Cavarzere. L’assessore regionale Coletto vuole chiarezza sulla morte di Carla Pilotto
CAVARZERE
«Andremo a fondo della cosa e, se errori od omissioni saranno accertate, prenderemo le decisioni adeguate».
L'assessore regionale alla sanità, Luca Coletto, dopo aver appreso dalla stampa le tragiche circostanze in cui è morta Carla Pilotto, maestra 52enne di Cavarzere, rassicura la famiglia e l'opinione pubblica che intende fare la massima chiarezza sulla vicenda. Sabato si sono svolti i funerali della donna, cui hanno partecipato almeno un migliaio di persone, ma la notizia che i familiari sospettavano che Carla non avesse ricevuto l'adeguata assistenza, aveva già fatto il giro del paese.
E le strutture sanitarie coinvolte non sono di poco conto, dato che si tratta dello Iov di Padova e dell'ospedale provinciale di Rovigo, per la precisione il suo pronto soccorso. La donna, infatti, qualche mese aveva scoperto di avere un carcinoma al seno. Una formazione ancora allo stadio iniziale per la quale si stava sottoponendo a sedute di chemioterapia.

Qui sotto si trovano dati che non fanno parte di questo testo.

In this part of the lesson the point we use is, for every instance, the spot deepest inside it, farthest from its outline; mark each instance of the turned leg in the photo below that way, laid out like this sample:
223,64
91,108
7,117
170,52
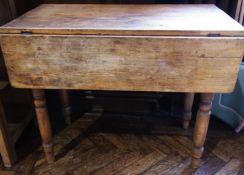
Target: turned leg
65,106
188,102
201,127
7,149
43,123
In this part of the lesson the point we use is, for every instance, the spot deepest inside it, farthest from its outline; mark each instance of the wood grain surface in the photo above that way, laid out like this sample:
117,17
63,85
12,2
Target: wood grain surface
175,64
126,20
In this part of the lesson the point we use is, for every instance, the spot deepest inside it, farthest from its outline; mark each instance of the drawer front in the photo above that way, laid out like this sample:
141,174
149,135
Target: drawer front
169,64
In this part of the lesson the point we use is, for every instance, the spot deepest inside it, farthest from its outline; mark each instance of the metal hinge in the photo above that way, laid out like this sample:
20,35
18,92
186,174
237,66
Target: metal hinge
26,32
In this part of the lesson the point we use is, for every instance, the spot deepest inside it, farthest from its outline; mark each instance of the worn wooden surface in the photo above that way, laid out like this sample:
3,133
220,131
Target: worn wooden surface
126,20
119,144
123,63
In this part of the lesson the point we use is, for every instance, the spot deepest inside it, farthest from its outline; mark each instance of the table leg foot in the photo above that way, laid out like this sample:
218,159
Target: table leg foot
201,127
43,123
65,106
188,102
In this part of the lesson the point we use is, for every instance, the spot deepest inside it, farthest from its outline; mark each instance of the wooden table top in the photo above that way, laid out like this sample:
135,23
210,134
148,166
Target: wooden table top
126,20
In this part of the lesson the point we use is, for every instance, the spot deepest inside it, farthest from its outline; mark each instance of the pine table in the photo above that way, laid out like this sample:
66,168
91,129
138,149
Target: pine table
164,48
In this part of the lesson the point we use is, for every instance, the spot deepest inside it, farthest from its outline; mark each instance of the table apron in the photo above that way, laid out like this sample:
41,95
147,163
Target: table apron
167,64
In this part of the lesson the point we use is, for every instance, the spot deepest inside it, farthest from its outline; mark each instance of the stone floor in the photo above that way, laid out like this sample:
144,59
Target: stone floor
124,145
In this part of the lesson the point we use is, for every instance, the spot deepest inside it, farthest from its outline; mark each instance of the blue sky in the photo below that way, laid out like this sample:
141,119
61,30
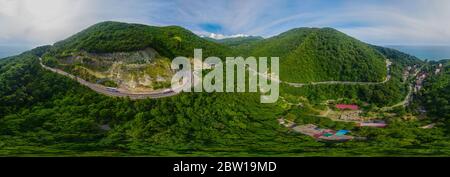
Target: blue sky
381,22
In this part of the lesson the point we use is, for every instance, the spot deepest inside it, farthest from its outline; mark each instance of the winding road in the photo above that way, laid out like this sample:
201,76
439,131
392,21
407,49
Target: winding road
388,77
117,92
114,92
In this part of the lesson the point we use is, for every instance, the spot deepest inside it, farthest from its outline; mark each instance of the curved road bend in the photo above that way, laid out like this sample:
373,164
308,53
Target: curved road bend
119,93
388,77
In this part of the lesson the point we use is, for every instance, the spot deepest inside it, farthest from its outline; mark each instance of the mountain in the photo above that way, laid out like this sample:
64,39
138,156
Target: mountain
170,41
42,112
237,41
398,56
128,56
322,54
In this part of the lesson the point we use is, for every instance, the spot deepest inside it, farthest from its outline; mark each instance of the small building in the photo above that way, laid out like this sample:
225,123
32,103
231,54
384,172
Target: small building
347,106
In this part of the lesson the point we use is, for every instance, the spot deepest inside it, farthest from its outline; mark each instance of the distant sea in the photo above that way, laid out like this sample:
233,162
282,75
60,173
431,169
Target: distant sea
425,52
6,51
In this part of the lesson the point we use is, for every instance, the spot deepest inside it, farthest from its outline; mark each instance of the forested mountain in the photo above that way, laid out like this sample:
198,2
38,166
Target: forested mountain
170,41
322,54
237,41
45,113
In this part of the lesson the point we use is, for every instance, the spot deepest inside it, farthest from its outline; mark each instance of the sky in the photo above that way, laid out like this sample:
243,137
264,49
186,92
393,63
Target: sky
380,22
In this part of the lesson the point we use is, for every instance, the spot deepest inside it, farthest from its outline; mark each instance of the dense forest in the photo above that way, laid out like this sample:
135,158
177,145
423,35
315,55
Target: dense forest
43,113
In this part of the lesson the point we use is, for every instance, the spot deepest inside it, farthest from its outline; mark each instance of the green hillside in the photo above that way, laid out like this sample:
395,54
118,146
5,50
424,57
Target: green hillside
170,41
44,113
237,41
313,54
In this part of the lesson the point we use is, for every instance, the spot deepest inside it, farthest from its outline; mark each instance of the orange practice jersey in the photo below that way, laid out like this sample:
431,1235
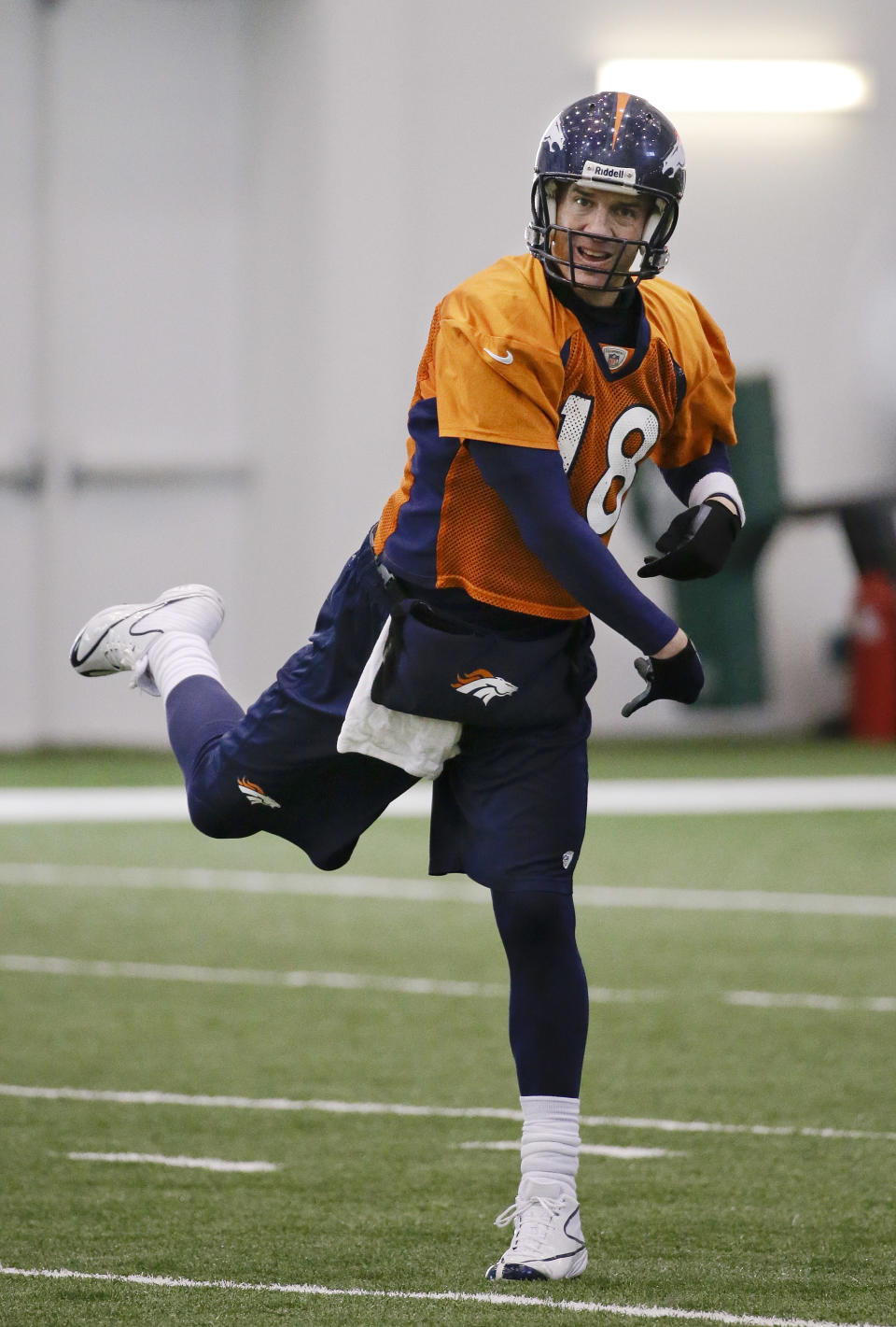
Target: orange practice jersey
508,362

Già dopo la prima di queste sedute non era stata bene, ma dopo la seconda è stata presa da dolori lancinanti. E' possibile che fosse sbagliato il dosaggio della chemio? Angoscianti, poi, per la famiglia, le ore successive al suo malessere, con decine di telefonate ai numeri di emergenza che gli stessi medici dello Iov avevano fornito loro per ogni eventualità, numeri ai quali nessuno rispondeva. E' “normale” che questo possa accadere?

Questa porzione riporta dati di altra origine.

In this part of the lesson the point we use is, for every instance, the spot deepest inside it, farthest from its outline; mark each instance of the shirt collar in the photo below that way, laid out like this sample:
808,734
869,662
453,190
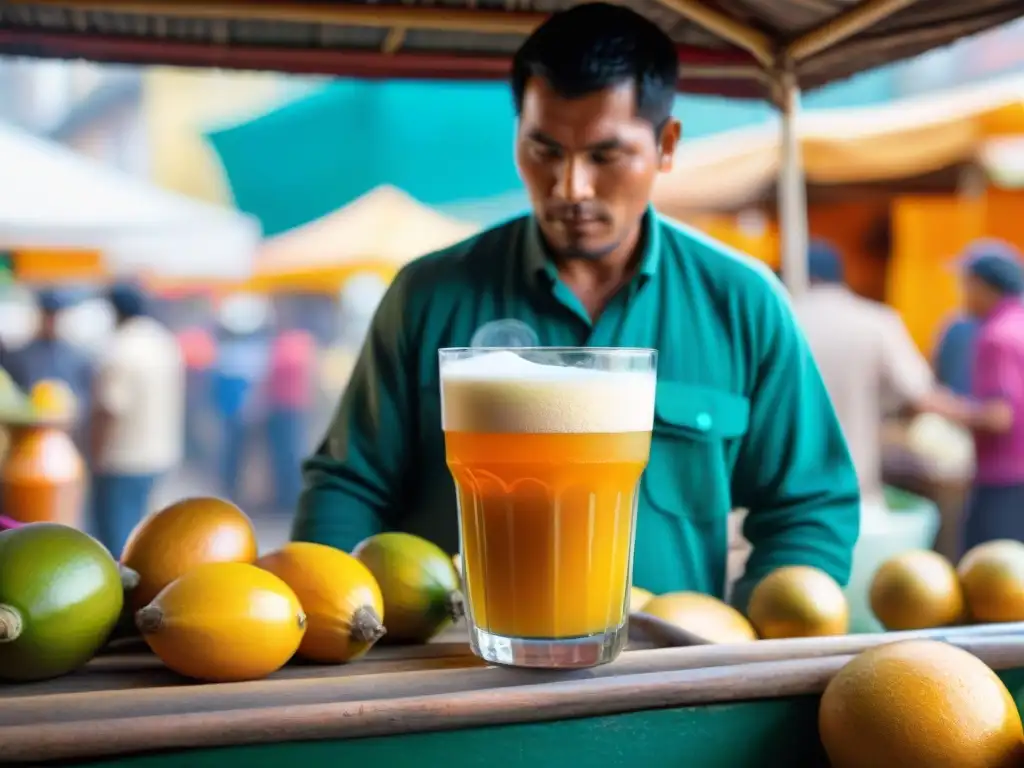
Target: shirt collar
538,264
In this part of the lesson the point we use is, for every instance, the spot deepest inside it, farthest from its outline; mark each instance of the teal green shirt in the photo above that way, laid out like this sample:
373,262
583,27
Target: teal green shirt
741,416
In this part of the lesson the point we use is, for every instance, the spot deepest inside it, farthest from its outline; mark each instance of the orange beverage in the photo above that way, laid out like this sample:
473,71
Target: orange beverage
547,460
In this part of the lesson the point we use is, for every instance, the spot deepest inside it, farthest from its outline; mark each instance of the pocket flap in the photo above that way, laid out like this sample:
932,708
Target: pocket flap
700,411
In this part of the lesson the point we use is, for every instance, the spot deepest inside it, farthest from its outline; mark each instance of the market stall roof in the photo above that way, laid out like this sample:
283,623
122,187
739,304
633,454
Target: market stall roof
726,45
378,232
919,141
55,201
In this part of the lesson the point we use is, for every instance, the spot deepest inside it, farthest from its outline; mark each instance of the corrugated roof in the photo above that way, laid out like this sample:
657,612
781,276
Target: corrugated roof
725,45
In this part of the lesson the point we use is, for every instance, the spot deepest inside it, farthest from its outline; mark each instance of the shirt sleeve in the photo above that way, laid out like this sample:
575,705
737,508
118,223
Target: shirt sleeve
997,375
353,481
905,372
794,473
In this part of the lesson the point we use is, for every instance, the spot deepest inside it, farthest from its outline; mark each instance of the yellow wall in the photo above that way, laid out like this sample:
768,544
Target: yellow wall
180,104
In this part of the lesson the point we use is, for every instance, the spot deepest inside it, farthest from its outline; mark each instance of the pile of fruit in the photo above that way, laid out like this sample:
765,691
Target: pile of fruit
192,584
49,398
914,704
915,590
795,601
922,589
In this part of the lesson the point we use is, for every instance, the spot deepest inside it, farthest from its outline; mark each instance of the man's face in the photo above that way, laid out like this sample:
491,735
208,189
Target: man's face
589,165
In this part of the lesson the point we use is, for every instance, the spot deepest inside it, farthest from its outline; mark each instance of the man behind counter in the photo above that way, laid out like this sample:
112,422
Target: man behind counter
742,419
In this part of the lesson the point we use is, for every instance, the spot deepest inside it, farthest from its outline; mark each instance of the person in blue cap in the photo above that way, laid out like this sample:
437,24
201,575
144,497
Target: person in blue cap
867,360
138,417
48,356
993,284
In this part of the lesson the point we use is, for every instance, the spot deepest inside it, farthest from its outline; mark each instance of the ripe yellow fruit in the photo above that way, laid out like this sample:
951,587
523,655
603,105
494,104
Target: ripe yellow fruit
188,532
916,590
992,577
224,622
920,704
706,616
798,601
52,398
340,596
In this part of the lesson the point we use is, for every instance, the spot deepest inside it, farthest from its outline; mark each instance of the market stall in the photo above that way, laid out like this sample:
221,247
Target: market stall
911,144
759,48
417,706
378,232
65,217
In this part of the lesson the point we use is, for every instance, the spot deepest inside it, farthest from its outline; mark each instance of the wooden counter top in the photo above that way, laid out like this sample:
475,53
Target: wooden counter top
125,702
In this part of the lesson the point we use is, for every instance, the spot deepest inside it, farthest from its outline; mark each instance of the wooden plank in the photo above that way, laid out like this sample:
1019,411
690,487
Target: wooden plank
396,678
528,702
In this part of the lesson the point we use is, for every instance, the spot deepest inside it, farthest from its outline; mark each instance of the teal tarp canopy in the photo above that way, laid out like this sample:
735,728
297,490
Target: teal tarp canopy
444,143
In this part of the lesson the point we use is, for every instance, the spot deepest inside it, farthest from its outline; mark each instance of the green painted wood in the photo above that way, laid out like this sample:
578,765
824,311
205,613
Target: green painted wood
766,733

E, a peggiorare la situazione, l'assistenza ricevuta in pronto soccorso a Rovigo, dove la famiglia si era recata, insieme a Carla, non ricevendo risposte telefoniche: il grande ospedale più vicino a casa, hanno pensato, è il posto migliore dove andare. Non è stato così, nei fatti. Dopo aver aspettato ore, in preda al male, la donna è stata operata d'urgenza la mattina dopo per sospetta peritonite, ma è morta dopo 17 giorni di agonia. Se fosse stata visitata con accuratezza e operata prima, avrebbe potuto sopravvivere? Questa, e le due precedenti, sono le pesanti domande che la famiglia pone a se stessa e, soprattutto, alle strutture sanitarie che hanno avuto in cura Carla e alle quali lo stesso Coletto assicura che darà risposta.
«Ho chiesto – dice l'assessore – una dettagliata relazione sull'evolversi del caso ai responsabili dello Iov ed a quelli dell'Ulss 18, che mi auguro di poter ricevere già domani (oggi, ndr).

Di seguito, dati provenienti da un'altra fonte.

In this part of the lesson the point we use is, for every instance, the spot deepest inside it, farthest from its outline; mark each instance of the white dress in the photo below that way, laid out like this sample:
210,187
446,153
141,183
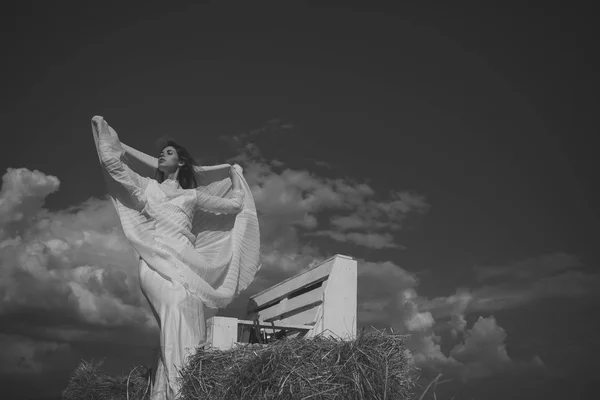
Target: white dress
170,211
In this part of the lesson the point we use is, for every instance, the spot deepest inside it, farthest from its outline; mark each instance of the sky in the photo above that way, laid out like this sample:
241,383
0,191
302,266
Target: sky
447,149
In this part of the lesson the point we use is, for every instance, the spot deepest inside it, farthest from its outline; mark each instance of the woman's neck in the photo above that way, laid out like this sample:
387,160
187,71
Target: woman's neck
171,176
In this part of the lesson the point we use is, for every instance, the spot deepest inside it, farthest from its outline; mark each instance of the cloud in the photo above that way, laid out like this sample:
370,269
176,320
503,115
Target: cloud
370,240
67,274
22,355
292,202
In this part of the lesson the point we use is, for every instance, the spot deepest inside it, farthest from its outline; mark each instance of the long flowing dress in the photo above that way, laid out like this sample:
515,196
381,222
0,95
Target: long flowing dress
186,272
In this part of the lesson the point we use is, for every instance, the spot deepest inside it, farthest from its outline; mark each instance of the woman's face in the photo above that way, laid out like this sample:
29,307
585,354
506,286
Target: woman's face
169,160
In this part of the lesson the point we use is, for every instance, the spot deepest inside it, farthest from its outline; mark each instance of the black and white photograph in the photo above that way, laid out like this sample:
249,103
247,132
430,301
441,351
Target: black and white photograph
299,200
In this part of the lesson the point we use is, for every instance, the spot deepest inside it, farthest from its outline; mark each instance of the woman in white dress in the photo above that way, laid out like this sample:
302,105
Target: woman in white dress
183,286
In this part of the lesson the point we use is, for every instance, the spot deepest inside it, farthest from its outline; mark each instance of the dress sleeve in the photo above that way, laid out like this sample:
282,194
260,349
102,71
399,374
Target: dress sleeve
111,151
220,205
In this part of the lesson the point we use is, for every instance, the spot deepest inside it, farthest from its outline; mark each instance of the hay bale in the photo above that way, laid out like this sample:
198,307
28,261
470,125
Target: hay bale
373,366
89,382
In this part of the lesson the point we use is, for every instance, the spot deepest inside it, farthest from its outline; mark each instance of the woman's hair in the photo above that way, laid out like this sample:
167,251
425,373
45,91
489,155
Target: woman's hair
186,175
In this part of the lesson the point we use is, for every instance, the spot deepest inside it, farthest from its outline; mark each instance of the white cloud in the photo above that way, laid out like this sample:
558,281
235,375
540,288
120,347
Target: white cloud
72,267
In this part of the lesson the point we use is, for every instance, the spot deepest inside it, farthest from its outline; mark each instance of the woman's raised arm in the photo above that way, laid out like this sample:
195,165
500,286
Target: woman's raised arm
110,150
222,205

E' particolarmente importante che ogni passaggio trovi risposte inequivocabili, e che venga verificato nei minimi particolari quanto riferito dalla figlia della signora relativamente all'assistenza ricevuta al pronto soccorso di Rovigo. In questi casi – conclude – non vanno tratte conclusioni affrettate». Intanto anche i familiari di Carla si stanno muovendo per ottenere la documentazione medica, sia le cartelle cliniche che il referto dell'autopsia che la stessa direzione sanitaria dell'Ulss 18 ha disposto dopo il decesso. Per il momento non hanno sporto denuncia, ma sembra solo questione di tempo.